Author Shanthi Sekaran explores the complexities of U.S. immigration and adoption policies through the story of one "Lucky Boy."
Tens of thousands of undocumented women have made the journey across the southern border of the United States. The trip is expensive. Some migrants are raped by guides or fellow travelers. That was Soli’s story in the novel "Lucky Boy," by author Shanthi Sekaran.
Soli arrives in the U.S. pregnant and tries to juggle motherhood and work as a nanny in Berkeley, California. When immigration agents find out about her, she’s faced with deportation and possibly being forced to relinquish her child to adoption. That’s when her path crosses with an Indian-American couple wanting to adopt. Soli may have to accept that someone else could love her child.
Through the story of one "Lucky Boy," Sekaran explores the complexities of U.S. immigration and adoption policies. She sat down with CapRadio's Donna Apidone to talk about it.
Interview Highlights
Why is this boy "lucky"?
He's lucky in a very sincere way because he is loved very much by these two mothers and by Rishi [his foster mother's husband]. So, in that he's lucky, you know, he's wanted. But also there's some irony in that. [He’s] lucky because he doesn't know — people don't know where he's going to end up. His fate is sort of thrown to the wind because of this love, because of these people who have had him and who want him.
The book is named for the child. How do you get from these people who are very integrated into each other's lives and still keep that focus on the child at all times? How do you get all that on paper?
It's all about the child really.
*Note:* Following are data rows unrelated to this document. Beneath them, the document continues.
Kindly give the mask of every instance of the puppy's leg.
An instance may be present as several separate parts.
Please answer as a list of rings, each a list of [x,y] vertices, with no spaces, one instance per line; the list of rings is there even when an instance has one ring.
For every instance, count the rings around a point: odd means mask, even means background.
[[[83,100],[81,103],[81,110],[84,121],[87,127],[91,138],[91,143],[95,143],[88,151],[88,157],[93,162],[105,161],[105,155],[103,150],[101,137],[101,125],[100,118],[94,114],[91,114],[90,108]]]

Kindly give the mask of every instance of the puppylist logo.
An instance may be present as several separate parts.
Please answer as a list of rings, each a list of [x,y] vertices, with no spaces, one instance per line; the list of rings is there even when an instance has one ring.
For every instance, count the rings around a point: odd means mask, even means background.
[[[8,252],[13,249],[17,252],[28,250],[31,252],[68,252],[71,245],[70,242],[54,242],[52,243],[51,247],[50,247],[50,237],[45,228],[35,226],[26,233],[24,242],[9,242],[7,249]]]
It's about an unborn child. It's about Ignacio, the son of Soli. Rishi has a line where he says, "That's all people want. They just want healthy babies." So that's what the people in the novel all kind of center around, whether they know it or not. They're distracted by all these other things but I think the core of the book is Ignacio.
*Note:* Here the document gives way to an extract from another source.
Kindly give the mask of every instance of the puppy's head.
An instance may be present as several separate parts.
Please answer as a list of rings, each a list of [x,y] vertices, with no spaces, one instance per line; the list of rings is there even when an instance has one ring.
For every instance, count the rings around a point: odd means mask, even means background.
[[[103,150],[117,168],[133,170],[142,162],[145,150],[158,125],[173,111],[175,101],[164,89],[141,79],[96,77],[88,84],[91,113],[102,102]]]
You wrote a piece for The New York Times late last year called "The Privileged Immigrant" and you said that Indians are different in coming to the U.S. because they have a path. Can you talk about that?
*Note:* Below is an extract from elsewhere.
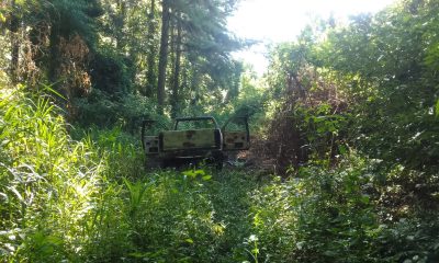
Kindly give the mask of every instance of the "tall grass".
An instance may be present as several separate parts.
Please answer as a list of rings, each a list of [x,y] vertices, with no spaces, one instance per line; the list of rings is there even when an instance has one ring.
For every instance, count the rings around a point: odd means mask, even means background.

Yeah. So this piece I wrote for The New York Times talked a little about my parents and the fact that they were brought over. They came over to the U.S. in the mid ‘60s because the U.S. was recruiting foreign medical graduates. And so it was very hard for them. They were up in Albany, New York. You know I think around 1960 there were like a total of 12,000 Indians in the entire United States. So it was a lonely experience and it was physically cold and it was probably emotionally very isolated.
My point was that my parents and South Asians of their generation, especially who were brought over on things like the foreign medical graduate program, were given a visa. They were given a training program to be in here. My father and mother were given an apartment in Albany. It was very hard but they had these little steps put in place for them that allowed them to have a job, earn money, save money, create credit history. It allowed them to take the steps that they needed to take to establish a stable life in this country.
And now we have a lot of people in America who were not given this path. They work here. They make money. There are technically legal ways for an undocumented immigrant to start something like a bank account. But it's terrifying to walk into a bank, you know, if you're undocumented and you could be picked up at any moment, to walk into a bank and give them your name and be officially then on the record. So that has ramifications for generations. They don't save the money. They don't establish credit history. They cannot integrate themselves into the economy and into the system of succeeding the way that maybe my parents could.
Donna Apidone interviewed Shanthi Sekaran on Feb. 7, 2017.